Por Maurício Zágari
Felicidade
é um conceito bíblico? Depende. Como assim, “depende”? Numa época em
que a heresia neopentecostal transformou o lema mentiroso do “pare de
sofrer” num dogma com base na Teologia da Prosperidade, a reação dos
defensores da sã doutrina é jogar o pêndulo com toda força para o outro
lado. Mas devemos ir com calma. O mesmo Deus que diz “quem quiser vir
após mim tome a sua cruz e siga-me” também diz “qual é o filho que
pedindo ao pai pão ele lhe dará pedra ou pedindo peixe lhe dará uma
serpente?”. Então o que as Escrituras nos mostram é que o Evangelho é
um caminho pedregoso, sem garantia de felicidade: você pode ser um bom
cristão e ainda assim ser infeliz até o fim de seus dias.

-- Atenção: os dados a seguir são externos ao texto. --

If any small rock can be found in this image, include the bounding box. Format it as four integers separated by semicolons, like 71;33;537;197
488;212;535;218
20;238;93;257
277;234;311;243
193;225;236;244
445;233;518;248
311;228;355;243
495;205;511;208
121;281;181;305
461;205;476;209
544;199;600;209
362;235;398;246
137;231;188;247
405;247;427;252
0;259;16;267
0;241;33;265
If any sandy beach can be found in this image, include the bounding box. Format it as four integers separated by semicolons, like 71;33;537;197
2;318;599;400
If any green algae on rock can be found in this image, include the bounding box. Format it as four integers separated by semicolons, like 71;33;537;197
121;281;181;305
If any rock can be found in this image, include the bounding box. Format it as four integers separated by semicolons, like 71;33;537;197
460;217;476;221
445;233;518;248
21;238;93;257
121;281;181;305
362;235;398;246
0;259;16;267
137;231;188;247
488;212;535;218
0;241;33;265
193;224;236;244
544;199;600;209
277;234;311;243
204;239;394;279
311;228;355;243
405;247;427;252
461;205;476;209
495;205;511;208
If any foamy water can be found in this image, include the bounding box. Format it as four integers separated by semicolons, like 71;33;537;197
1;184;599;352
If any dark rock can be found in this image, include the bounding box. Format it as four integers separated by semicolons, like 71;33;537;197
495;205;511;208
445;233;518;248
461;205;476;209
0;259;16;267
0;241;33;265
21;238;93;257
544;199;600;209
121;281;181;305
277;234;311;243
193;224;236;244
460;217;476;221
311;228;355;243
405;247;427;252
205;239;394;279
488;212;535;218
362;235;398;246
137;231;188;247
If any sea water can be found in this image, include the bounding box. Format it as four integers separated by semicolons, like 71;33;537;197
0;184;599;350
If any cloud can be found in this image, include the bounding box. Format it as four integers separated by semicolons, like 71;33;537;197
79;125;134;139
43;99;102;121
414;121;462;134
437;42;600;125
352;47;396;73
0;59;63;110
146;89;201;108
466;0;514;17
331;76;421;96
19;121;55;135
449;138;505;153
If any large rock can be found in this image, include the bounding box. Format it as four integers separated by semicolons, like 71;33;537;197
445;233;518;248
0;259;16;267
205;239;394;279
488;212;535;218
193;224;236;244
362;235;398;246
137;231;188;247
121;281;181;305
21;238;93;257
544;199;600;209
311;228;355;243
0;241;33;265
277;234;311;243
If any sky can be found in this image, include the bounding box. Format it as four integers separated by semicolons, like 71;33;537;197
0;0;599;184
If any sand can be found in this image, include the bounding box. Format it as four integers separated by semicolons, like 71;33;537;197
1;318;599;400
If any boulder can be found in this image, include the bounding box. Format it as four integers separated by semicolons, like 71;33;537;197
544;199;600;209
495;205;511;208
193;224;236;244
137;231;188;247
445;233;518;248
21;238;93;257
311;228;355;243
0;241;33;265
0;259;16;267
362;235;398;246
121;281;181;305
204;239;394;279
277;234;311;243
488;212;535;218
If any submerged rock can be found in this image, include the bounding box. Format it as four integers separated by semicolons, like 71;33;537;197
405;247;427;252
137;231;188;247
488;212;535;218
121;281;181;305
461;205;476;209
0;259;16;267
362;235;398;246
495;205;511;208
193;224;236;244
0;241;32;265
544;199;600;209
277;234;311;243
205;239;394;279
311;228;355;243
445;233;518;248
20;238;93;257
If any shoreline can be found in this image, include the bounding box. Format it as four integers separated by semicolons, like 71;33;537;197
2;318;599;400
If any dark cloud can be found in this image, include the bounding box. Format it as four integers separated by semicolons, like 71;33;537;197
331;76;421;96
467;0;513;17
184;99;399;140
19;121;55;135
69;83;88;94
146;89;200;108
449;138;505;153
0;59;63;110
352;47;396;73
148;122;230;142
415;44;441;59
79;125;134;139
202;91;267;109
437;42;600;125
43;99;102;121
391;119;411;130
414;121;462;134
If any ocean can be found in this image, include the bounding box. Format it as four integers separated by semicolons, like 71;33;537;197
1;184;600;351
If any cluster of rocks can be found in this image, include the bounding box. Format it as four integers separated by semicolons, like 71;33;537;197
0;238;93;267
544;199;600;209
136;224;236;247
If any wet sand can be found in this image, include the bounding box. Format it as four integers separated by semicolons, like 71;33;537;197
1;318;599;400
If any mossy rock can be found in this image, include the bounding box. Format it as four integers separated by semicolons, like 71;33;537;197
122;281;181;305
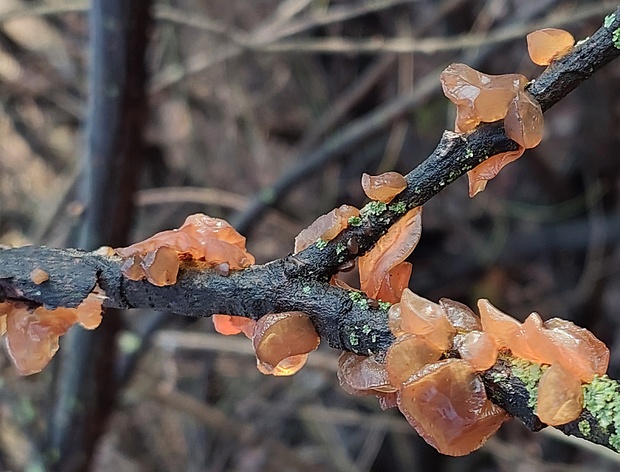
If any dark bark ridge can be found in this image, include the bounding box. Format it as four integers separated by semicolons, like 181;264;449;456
1;6;620;455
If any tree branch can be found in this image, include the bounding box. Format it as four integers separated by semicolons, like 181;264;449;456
1;4;620;458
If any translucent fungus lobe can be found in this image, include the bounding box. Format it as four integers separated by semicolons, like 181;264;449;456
478;299;521;349
253;312;320;376
385;334;442;387
376;261;412;304
337;351;395;395
30;268;49;284
527;28;575;66
440;298;482;333
467;149;524;197
361;172;407;203
392;289;455;351
358;207;422;300
504;90;544;149
456;331;498;372
212;314;256;338
397;359;507;456
294;205;360;253
536;364;583;426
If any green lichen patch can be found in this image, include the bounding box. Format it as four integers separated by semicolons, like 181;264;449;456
302;286;311;295
348;215;362;226
336;242;346;254
465;147;474;159
578;420;591;436
613;28;620;49
348;291;369;310
349;331;360;346
605;13;615;28
509;357;547;409
360;201;387;218
378;301;392;310
315;238;328;250
362;325;372;335
388;201;407;214
582;375;620;434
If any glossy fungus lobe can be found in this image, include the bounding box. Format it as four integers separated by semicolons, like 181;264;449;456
456;331;498;371
478;299;521;349
253;312;320;376
361;172;407;203
385;334;442;387
141;246;180;286
294;205;360;253
30;268;49;284
467;149;524;197
358;207;422;300
504;90;544;149
337;351;395;395
440;298;482;333
527;28;575;66
397;359;506;456
212;314;256;338
376;261;412;304
536;364;583;426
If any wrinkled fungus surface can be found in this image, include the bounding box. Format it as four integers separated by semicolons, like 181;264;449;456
536;364;583;425
212;314;255;338
440;298;482;333
527;28;575;66
361;172;407;203
359;207;422;300
117;213;254;286
253;312;320;376
294;205;360;253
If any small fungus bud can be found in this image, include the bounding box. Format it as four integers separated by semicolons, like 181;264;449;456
456;331;498;371
346;237;359;255
338;260;356;273
253;312;320;376
359;207;422;300
294;205;360;253
361;172;407;203
30;268;49;284
212;314;255;338
536;364;583;426
527;28;575;66
215;262;230;277
385;334;442;387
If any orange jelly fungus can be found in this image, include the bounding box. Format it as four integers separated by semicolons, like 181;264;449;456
478;299;521;349
504;90;544;149
212;314;255;338
527;28;575;66
361;172;407;203
359;207;422;300
466;149;524;197
439;298;482;333
3;291;105;375
397;359;508;456
30;268;49;284
253;312;320;376
337;351;396;395
117;213;255;286
456;331;498;372
376;261;412;304
294;204;360;253
385;334;442;387
536;364;583;426
390;288;455;351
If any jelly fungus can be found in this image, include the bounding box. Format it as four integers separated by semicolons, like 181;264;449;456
385;334;442;387
467;149;523;197
117;213;254;286
376;261;412;304
504;91;544;149
212;314;256;338
478;299;522;349
253;312;320;376
294;205;359;253
391;289;455;351
30;268;49;284
337;351;396;395
398;359;507;456
361;172;407;203
358;207;422;300
456;331;498;372
3;289;105;375
536;364;583;426
439;298;482;333
527;28;575;66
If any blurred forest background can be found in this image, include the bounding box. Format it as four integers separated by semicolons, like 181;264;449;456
1;0;620;471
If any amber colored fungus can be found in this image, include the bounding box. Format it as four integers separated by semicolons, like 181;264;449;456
440;298;482;333
294;205;360;253
361;172;407;203
337;351;396;395
398;359;507;456
358;207;422;300
456;331;498;372
467;149;524;197
253;312;320;376
117;213;255;285
527;28;575;66
30;267;49;284
536;364;583;426
504;90;544;149
478;299;521;349
212;314;256;338
385;334;442;387
376;261;412;304
392;288;455;351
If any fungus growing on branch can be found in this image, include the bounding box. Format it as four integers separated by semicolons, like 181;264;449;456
361;172;407;203
294;205;360;253
385;334;442;387
536;363;583;426
116;213;255;286
456;331;499;372
212;314;255;337
337;351;396;396
527;28;575;66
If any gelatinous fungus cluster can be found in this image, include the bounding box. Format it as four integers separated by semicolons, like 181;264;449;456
294;205;360;253
212;312;320;376
0;285;106;375
440;29;575;197
116;213;255;286
338;290;610;455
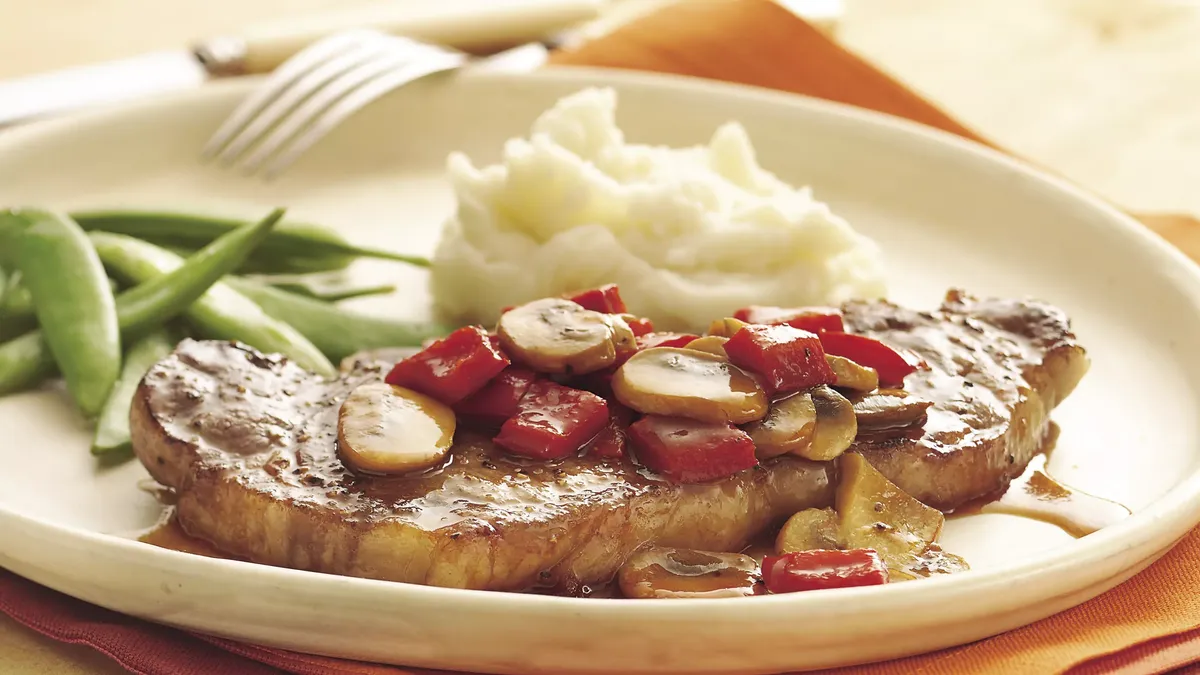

Mas, por
outro lado, o coração amoroso do Pai pode criar muitos momentos de
felicidade durante essa caminhada pedregosa e aliviar por sua graça as
dores dos pés que fazem a jornada.
O
anseio de todo ser humano é ser feliz. Isso é instintivo. Queremos
viver longe de dores, frustrações, desilusões, desamores, problemas. A
meta de cada um de nós é acordar de manhã sorrindo, se espreguiçar e
passar o dia com um sorriso no rosto. Ah, a vida é bela!, anelamos dizer
a cada por-do-sol lindo no horizonte, com um livro de Fernando Pessoa
nas mãos, uma música gostosa no fone e a cabeça da pessoa amada no
colo, com um cafuné que tem sabor de repouso, descanso e felicidade.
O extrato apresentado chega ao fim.